Partager l'article ! Activités au compte-goutte: Dans mon quartier, si les enfants veulent pratiquer des activités extra-scolaires sans aller au centre-ville, il y ...
Dans mon quartier, si les enfants veulent pratiquer des activités extra-scolaires sans aller au centre-ville, il y a 2 possibilités : Le Centre Social et Culturel du Petit Colombes, strcture associative, et l'Espace des 4 chemins, maison de quartier gérée par la ville.
Faut le dire vite puisqu'à terme, la ville va refiler le bébé à un Centre Social agrandi, ce qui signifiera augmentation de la subvention, mais fin de la gestion, des emploi liés et tout.
Mais ce n'est pas le sujet, ce qui m'intéresse, c'est le quotidien.
Comme vous l'avez peut-etre remarqué, cette semaine, c'est la rentrée. Rentrée non seulement pour les écoles, mais aussi pour les activités. Les naifs pourraient attendre tranquillement le forum des associations, samedi prochain, pour chercher leur bonheur. D'autres pourraient attendre d'être prévenus de l'ouverture des inscriptions sur le site de la ville.
Je ne vais pas vous la jouer suspens, vous l'avez compris, c'est déjà trop tard.
Ce matin, ma femme est allée à l'Espace des 4 chemins, quelques minutes avant l'ouverture, histoire de régler rapidement l'inscription et pouvoir aller travailler tranquillement.
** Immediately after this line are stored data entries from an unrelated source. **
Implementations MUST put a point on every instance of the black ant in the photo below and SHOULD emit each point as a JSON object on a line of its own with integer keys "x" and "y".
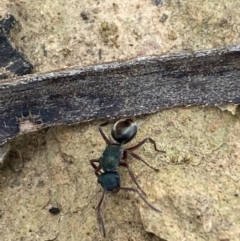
{"x": 114, "y": 156}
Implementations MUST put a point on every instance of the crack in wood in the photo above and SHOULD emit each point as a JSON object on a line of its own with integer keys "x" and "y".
{"x": 139, "y": 86}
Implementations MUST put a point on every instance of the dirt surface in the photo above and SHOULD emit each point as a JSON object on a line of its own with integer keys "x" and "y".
{"x": 197, "y": 187}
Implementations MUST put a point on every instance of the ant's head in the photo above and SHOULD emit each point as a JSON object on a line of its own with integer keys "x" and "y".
{"x": 123, "y": 131}
{"x": 110, "y": 181}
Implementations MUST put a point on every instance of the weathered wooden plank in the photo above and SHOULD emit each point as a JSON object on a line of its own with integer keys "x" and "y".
{"x": 140, "y": 86}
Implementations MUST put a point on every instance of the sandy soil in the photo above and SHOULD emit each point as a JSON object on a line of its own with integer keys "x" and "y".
{"x": 51, "y": 168}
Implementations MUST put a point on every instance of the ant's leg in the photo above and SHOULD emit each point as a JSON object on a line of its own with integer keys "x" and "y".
{"x": 126, "y": 151}
{"x": 142, "y": 197}
{"x": 100, "y": 219}
{"x": 97, "y": 168}
{"x": 143, "y": 142}
{"x": 124, "y": 164}
{"x": 102, "y": 133}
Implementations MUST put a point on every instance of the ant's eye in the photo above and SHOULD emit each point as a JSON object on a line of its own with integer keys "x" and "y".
{"x": 123, "y": 131}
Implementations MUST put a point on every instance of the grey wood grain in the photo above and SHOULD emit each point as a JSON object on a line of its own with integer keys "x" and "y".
{"x": 140, "y": 86}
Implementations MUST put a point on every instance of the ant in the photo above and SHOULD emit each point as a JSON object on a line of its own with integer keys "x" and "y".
{"x": 123, "y": 131}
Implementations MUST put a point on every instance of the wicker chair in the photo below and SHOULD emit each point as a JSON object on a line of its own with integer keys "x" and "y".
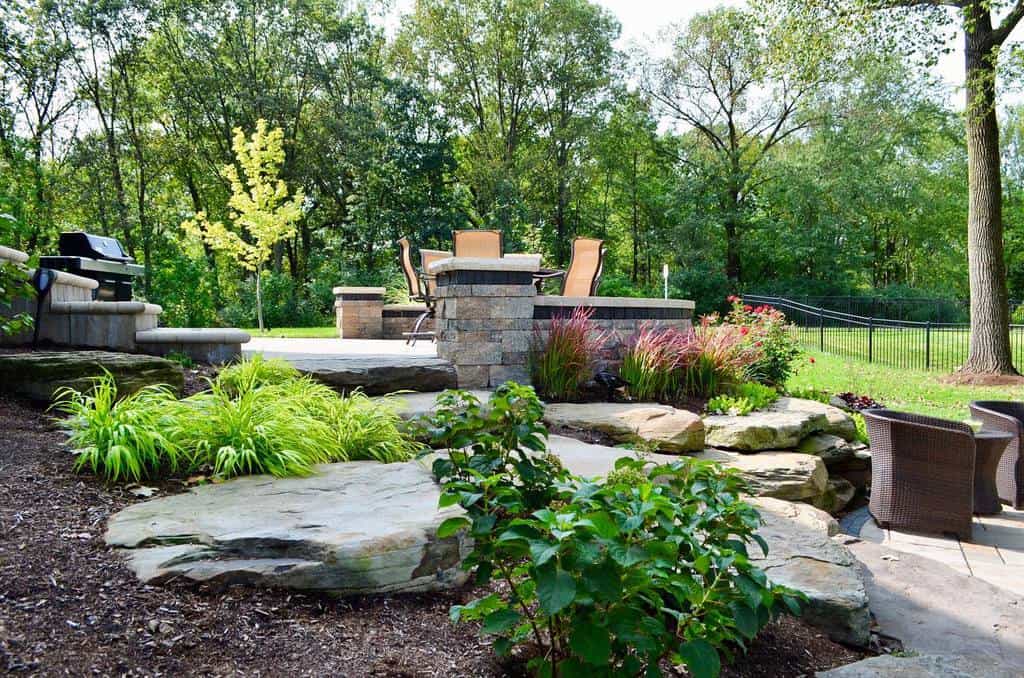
{"x": 585, "y": 269}
{"x": 478, "y": 243}
{"x": 1009, "y": 417}
{"x": 420, "y": 289}
{"x": 922, "y": 472}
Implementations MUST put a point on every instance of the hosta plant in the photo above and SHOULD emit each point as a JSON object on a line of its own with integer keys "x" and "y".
{"x": 123, "y": 436}
{"x": 600, "y": 578}
{"x": 561, "y": 359}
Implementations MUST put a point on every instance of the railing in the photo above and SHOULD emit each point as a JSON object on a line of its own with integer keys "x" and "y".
{"x": 898, "y": 343}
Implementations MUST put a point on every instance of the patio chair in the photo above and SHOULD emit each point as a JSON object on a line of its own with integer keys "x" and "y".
{"x": 419, "y": 290}
{"x": 1006, "y": 416}
{"x": 922, "y": 472}
{"x": 584, "y": 273}
{"x": 478, "y": 243}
D'autres avaient eu la même idée, elle n'a eu que le ticket n°21. Quand je suis venu pour la remplacer une heure plus tard (on appelait le n°10), on a su que les cours de piano et de guitare étaient déjà pratiquement complets. Avant même d'en arriver à ceux qui étaient là avant l'heure d'ouverture. Pas mal, non ?
Ce n'est pourtant pas étonnant, la meme situation se reproduit année après année (enfin, l'année prochaine, avec la disparition
de l'Espace, ils n'auront plus le problème). La faute à des curiosités d'organisation, bien sur (ceux qui viennent peuvent représenter plusieurs familles), mais aussi et surtout à la faiblesse
des activités proposées. Comme m'a dit quelqu'un ce matin, un étudiant qui voudrait donner des cours de guitare ou de piano sur le quartier se ferait des c… enfin, plein d'argent ! Il y a une
vingtaine de places en tout pour un quartier de quelques milliers d'habitants.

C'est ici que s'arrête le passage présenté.